Par L'Economiste| Edition N°:4038 Le 24/05/2013 | Partager

L'enseignement est toujours un motif de déception, voire de colère, avec néanmoins une lueur d’espoir: les réformes de l’enseignement supérieur sous la houlette de Lahcen Daoudi. En moins d’un an, et avec détermination, il a introduit l’impensable, c’est-à-dire des offres de formations alternatives, en dépit de la mauvaise volonté (sabotage?) d’une partie de ses propres fonctionnaires.
Il est vrai, qu’à part les grandes écoles, l’enseignement supérieur était sonné, incapable de s’arc-bouter sur ses vieilles lunes, comme il le fait encore en France, notre modèle et notre  référence… malheureusement.
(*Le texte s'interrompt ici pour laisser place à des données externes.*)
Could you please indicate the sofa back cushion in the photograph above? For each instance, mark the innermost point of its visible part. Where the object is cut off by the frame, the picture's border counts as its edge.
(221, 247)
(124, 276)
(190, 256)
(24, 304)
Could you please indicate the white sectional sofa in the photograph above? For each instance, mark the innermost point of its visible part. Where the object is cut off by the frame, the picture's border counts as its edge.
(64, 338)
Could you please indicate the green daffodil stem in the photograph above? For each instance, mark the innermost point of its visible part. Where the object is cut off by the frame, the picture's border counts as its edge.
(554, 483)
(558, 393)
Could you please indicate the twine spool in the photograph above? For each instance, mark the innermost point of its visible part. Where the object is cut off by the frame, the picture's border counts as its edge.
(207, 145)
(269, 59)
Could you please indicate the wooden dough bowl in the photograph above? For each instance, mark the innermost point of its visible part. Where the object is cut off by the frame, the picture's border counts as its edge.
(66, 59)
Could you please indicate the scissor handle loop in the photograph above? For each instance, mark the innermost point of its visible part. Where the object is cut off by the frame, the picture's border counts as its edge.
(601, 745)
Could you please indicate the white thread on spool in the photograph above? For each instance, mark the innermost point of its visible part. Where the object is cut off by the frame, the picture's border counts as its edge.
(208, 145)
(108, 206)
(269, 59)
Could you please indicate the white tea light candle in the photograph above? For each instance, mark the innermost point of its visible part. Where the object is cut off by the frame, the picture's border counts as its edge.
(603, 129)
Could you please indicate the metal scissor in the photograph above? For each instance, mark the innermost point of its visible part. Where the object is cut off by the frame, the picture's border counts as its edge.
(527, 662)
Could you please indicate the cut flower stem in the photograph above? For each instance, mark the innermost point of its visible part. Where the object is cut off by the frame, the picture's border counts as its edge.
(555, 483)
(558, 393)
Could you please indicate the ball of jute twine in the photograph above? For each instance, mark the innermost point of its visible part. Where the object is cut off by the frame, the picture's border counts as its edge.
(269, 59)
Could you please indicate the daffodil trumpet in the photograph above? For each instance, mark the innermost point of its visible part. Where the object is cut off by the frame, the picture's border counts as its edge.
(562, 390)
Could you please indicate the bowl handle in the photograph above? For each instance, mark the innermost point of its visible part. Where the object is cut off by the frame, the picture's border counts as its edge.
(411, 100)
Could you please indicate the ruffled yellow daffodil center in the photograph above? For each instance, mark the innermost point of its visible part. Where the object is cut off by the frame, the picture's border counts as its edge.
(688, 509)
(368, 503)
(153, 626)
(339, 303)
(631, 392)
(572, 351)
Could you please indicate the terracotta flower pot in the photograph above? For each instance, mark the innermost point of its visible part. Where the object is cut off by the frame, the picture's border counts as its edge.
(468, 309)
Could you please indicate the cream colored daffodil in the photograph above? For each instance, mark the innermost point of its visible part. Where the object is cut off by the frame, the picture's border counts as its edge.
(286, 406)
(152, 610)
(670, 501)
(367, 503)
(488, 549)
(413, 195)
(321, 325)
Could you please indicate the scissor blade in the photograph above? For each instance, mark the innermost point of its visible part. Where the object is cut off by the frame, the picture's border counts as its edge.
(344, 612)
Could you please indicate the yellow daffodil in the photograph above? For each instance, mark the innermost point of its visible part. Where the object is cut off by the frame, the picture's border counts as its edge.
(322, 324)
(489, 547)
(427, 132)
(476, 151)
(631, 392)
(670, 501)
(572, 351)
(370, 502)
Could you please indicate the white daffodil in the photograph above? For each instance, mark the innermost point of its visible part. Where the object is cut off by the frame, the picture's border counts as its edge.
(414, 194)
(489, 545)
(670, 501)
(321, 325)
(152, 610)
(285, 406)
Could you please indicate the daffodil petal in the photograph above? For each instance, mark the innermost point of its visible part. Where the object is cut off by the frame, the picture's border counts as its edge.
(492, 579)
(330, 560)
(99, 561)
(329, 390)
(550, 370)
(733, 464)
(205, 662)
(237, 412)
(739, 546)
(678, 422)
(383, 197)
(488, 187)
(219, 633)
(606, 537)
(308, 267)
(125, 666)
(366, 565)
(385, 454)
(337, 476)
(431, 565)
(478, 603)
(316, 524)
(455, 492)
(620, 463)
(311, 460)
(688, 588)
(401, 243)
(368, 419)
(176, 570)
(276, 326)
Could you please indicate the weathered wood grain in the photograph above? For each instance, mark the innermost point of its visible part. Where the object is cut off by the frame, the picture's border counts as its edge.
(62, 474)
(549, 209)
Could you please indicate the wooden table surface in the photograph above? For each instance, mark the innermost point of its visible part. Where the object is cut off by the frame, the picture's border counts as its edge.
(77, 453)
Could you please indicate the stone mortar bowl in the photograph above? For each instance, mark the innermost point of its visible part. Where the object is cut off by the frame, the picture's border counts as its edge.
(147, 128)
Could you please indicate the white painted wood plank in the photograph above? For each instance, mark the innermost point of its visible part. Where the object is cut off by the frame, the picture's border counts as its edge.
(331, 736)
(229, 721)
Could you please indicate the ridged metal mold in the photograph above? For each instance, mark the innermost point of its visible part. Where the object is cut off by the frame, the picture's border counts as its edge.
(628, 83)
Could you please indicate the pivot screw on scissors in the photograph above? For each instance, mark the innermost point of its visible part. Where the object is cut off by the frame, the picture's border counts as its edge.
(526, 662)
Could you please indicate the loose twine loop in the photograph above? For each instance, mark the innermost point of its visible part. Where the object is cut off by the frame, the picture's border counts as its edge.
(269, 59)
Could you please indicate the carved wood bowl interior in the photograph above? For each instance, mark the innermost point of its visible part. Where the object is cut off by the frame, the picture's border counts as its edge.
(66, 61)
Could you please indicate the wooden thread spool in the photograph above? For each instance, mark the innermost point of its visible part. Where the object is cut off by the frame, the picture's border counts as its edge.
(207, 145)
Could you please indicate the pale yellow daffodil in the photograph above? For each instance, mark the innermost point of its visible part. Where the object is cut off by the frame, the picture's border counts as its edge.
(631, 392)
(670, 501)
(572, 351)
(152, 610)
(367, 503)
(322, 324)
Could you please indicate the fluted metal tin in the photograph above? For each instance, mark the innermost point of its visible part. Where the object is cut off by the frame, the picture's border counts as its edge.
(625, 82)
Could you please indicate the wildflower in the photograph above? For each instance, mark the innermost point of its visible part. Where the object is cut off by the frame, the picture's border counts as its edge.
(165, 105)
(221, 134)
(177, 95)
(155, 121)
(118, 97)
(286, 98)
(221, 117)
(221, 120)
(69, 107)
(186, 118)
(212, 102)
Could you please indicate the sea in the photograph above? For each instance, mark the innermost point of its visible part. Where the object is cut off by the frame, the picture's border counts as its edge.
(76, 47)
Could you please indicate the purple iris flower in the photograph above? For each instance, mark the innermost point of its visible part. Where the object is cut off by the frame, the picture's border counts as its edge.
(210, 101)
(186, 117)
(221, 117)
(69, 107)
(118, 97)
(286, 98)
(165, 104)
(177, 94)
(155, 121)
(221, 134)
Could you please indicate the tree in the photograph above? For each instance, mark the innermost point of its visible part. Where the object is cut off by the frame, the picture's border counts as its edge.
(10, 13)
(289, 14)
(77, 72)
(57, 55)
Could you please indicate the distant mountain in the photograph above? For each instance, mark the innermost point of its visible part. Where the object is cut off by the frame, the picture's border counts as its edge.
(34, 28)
Certes, il y a encore un gros travail à faire pour installer vraiment, dans la vie des jeunes et de leurs parents, ces nouvelles ouvertures, ces formes renouvelées d’apprentissage, ces méthodes inédites de recherches…
On reprochera au ministre d’avoir abandonné l’université «normale» qui ne parvient pas à sortir des difficultés  sur la réforme des cursus, à moitié faite, à moitié contrefaite.  On aura raison, mais que faire pour des gens qui considèrent encore que l’enseignement de matières complètement dépassées fait partie des… acquis sociaux du corps enseignant?!
En revanche, les choses n’ont pas bougé dans l’enseignement primaire et secondaire, sauf qu’un dernier classement, juste sur les maths et les sciences, a montré que le Maroc avait encore perdu des places.